Ne pas donner à une personnalité du Comex la fonction explicite d’avoir la charge du numérique, loin d’être un handicap, pourrait se révéler une réelle opportunité. Dans l’interview qu’il nous avait accordée pour le livre blanc « Quel avenir immédiat pour la Télévision face ou avec Internet ? » (téléchargement gratuit en ligne), Bruno Patino en charge de la stratégie numérique affirmait « Je ne conçois pas une organisation avec une business unit normale et une business unit numérique  séparées » bien que, dans les faits, France Télévisions était et est toujours organisée comme tel.

Retrouvez ci-dessous son interview.

Il est intéressant de constater que la vision proposée, lucide sur la problématique à laquelle doit faire face France Télévisions, ne se traduisait pas dans l’organisation. Pourtant, comme nous l’évoquons dans le livre blanc, à l’appui des différents entretiens que nous avons eus, il est difficile de mener à bien des projets transversaux avec une organisation verticale. Il existe pourtant bien des solutions pour adapter organisation et offre de services. A l’exemple de BBC Education qui dès 1996 est passée du TV Producer en charge de l’émission TV au Producer en charge de tout l’ensemble des supports liés à un programme, amenant la création d’une offre de programmes attractifs et performants qu’envient de nombreux éditeurs de contenus.

Mme ERNOTTE en  n’assignant pas formellement   le numérique à un membre du COMEX prépare peut-être les mentalités à ce que toutes les composantes  du groupe intègrent cette  mutation pour ancrer réellement France Télévisions dans l’ère numérique.

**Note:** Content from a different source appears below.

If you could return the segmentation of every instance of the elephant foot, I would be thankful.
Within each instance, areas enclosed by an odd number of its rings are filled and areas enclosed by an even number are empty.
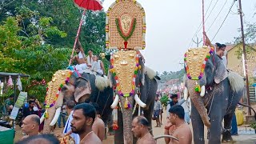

A suivre.

Téléchargez gratuitement le Livre Blanc: cliquez ici

  Interview de Bruno PATINO

Bruno PATINO nous a accordé cette interview à titre personnel à l’occasion du Livre Blanc.

Jusqu’en Août 2015, il a été en charge la stratégie numérique de France Télévisions, fonctions auxquelles s’est ajoutée la Direction des Programmes et des Antennes du groupe à partir de 2013. Préalablement, il a travaillé dans plusieurs médias écrits et audiovisuels notamment Le Monde dont il a été Vice-Président, Hachette Livre, France Culture et Canal +. Auteur de plusieurs ouvrages, il a co-écrit avec Jean-François Fogel, « Une presse sans Gutenberg » (Grasset, 2005), sur l’impact d’Internet sur la presse et le journalisme et « La condition numérique » (Grasset, 2013) sur les transformations anthropologiques, sociales et économiques, induites par l’entrée dans l’ère du numérique.

 

Quelle est la stratégie numérique de France Télévisions ? Quel bilan tirez-vous des actions que vous avez menées ces dernières années ? Quelles évolutions à court terme ?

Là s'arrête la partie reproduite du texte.